Here is a sample instructional video my wife and I made. It is supposed to teach players how to play Go (the board game from China).
At around 3:08, one player accidentally knocks a stone out of place, and in the next clip, it is clear (made even clearer by the fade effect) that the stone was “replaced” to the wrong intersection.
I have until tomorrow to hand this over to the people that want to see it. Between now and then is there a way I can fix this without re-filming the clip? It will be very hard to refilm it now that everything else is done because the timing would have to be exact to make sure the clip fits where it’s supposed to fit.
Do you think WMM (which is what we used) has what it would take to, for example, copy a bit of the image of the correctly-placed stone from one frame, and superimpose that image onto the incorrectly-placed area in the other clip? And have the fade effect apply correctly?
-KR
There are of course many other errors in the video but I think this is the one that really stands out as needing fixing.
Just cut right before his thumb hits the piece.
Sorry, I don’t know exactly what you mean. The piece will still be in the wrong place on the next clip. (Plus now the hand will mysteriously disappear and I’ll have to go re-record the narration because I haven’t yet figured out how to just put in bits of narration in specific places in WMM. Very new at this.
)
Oh, sorry.
I see that the piece was moved to the wrong spot after he bumped it.
The only way to fix it is to use a matte and put an image of a piece in the right spot.
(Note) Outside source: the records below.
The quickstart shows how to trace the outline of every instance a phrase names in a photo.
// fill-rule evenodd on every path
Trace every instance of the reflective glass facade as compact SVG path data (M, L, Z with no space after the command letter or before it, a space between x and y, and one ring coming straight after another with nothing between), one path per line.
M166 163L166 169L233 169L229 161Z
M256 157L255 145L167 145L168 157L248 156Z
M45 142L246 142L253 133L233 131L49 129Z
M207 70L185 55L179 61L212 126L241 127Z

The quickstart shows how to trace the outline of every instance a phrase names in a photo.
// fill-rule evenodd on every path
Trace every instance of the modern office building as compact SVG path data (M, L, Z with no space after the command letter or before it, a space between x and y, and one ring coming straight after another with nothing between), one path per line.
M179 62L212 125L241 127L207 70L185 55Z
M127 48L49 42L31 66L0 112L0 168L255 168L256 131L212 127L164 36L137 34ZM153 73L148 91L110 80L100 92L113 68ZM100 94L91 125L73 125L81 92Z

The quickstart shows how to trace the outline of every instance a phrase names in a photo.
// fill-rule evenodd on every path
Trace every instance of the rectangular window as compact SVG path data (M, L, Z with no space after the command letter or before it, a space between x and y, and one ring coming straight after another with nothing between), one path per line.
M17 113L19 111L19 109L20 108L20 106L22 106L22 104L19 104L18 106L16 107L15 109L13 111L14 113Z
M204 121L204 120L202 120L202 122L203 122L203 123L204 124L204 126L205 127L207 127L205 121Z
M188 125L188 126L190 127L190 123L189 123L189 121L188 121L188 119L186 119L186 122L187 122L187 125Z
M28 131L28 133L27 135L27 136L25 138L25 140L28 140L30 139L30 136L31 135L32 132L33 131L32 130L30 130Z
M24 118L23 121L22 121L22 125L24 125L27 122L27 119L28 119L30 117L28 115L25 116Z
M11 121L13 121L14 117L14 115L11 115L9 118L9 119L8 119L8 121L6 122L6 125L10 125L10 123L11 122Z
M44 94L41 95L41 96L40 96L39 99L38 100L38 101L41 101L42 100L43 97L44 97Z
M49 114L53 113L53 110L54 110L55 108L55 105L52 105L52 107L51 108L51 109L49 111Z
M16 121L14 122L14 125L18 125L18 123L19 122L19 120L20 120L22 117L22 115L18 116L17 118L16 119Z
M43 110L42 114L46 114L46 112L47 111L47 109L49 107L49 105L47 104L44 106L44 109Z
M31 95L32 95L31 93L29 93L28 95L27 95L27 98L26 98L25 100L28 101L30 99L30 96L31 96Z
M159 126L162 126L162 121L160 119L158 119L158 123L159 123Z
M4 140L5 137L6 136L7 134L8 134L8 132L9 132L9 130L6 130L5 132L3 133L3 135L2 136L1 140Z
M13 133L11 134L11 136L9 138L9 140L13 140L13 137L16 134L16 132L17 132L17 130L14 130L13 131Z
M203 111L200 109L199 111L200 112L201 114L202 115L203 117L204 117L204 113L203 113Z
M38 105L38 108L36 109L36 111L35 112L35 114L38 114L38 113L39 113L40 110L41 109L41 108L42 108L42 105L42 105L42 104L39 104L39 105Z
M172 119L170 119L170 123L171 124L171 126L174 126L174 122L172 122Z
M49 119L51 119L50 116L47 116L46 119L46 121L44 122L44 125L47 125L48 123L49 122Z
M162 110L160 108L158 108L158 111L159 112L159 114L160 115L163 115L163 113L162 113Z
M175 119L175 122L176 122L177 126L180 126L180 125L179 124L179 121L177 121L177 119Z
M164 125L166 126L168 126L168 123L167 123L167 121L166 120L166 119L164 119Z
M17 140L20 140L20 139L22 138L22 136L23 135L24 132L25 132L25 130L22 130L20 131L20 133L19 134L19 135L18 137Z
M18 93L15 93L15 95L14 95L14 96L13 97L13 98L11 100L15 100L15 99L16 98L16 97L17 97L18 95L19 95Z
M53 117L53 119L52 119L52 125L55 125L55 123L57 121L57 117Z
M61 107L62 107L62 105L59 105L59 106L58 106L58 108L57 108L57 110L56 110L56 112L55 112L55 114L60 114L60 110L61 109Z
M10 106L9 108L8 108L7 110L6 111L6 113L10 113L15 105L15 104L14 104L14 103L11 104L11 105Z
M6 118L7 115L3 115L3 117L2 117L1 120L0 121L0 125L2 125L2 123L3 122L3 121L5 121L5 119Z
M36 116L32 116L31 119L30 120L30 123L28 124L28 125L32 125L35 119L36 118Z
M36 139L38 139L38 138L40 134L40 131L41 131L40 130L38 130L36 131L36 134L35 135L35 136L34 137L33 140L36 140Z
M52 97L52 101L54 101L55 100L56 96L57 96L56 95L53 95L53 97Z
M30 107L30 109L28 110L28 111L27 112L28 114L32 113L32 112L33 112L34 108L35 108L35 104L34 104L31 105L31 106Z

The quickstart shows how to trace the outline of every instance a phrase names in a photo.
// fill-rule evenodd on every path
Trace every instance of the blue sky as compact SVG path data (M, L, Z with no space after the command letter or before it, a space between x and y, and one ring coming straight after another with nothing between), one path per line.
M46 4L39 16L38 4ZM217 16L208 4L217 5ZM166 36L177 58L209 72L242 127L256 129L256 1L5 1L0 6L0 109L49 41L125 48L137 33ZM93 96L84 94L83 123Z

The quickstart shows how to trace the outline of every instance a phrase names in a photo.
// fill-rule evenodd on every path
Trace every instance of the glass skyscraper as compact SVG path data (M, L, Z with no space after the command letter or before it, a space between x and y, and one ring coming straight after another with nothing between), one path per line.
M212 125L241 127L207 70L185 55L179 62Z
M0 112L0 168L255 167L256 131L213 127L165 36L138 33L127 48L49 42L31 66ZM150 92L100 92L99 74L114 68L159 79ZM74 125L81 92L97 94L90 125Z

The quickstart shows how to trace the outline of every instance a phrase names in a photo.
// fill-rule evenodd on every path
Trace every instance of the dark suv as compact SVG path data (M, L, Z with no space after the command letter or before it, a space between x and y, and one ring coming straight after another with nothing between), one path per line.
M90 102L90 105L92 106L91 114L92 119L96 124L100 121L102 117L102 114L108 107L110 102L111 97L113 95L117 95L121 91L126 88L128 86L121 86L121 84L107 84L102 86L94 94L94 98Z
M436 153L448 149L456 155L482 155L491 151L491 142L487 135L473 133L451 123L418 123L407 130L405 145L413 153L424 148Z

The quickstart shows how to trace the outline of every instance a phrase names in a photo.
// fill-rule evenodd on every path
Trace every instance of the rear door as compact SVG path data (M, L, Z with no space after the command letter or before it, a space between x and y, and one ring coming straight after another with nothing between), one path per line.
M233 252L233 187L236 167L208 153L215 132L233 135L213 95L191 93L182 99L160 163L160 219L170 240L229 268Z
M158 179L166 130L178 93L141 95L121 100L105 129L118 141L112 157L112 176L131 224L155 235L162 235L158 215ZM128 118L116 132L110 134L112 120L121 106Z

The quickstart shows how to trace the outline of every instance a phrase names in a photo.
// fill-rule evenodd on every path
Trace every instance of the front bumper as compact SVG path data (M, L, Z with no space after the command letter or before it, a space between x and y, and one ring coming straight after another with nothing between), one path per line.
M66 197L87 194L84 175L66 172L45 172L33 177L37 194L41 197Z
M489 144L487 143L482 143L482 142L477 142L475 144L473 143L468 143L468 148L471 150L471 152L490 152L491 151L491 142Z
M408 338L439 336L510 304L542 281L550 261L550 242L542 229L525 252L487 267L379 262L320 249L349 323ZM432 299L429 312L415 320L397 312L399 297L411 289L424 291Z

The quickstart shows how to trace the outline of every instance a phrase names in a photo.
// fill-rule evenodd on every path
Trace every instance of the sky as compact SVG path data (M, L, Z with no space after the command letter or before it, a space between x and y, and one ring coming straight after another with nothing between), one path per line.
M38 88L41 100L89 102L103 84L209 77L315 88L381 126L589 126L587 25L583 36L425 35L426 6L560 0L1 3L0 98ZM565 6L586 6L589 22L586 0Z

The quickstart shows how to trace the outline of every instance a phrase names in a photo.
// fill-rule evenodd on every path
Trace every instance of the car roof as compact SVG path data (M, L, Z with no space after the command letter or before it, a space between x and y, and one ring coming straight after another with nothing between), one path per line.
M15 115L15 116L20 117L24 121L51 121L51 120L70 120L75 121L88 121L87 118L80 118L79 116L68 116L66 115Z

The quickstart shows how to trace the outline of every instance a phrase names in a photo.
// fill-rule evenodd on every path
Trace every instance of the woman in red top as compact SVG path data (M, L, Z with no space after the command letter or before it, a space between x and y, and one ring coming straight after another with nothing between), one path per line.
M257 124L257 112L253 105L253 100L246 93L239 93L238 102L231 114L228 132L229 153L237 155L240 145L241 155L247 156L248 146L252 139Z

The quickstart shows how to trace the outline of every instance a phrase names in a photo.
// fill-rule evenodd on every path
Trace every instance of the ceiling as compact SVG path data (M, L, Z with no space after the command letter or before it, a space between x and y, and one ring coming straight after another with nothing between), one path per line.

Easy to do in something like Final Cut.
Ahh… any free or extremely cheap alternatives for Windows?
Sorry, can’t help there.
I might be able to do this for you, although the tinmefame is a bit tight.
Hey - I’m downloading the video now.
Give me a few minutes to play with it in FCPX.
OK, I’ve gotten rid of the worst of it.
There’s still a tiny “blip” at the end of the cross-fade, since I didn’t have the original clips to work with. PM me, and we’ll figure out how to get the file to you.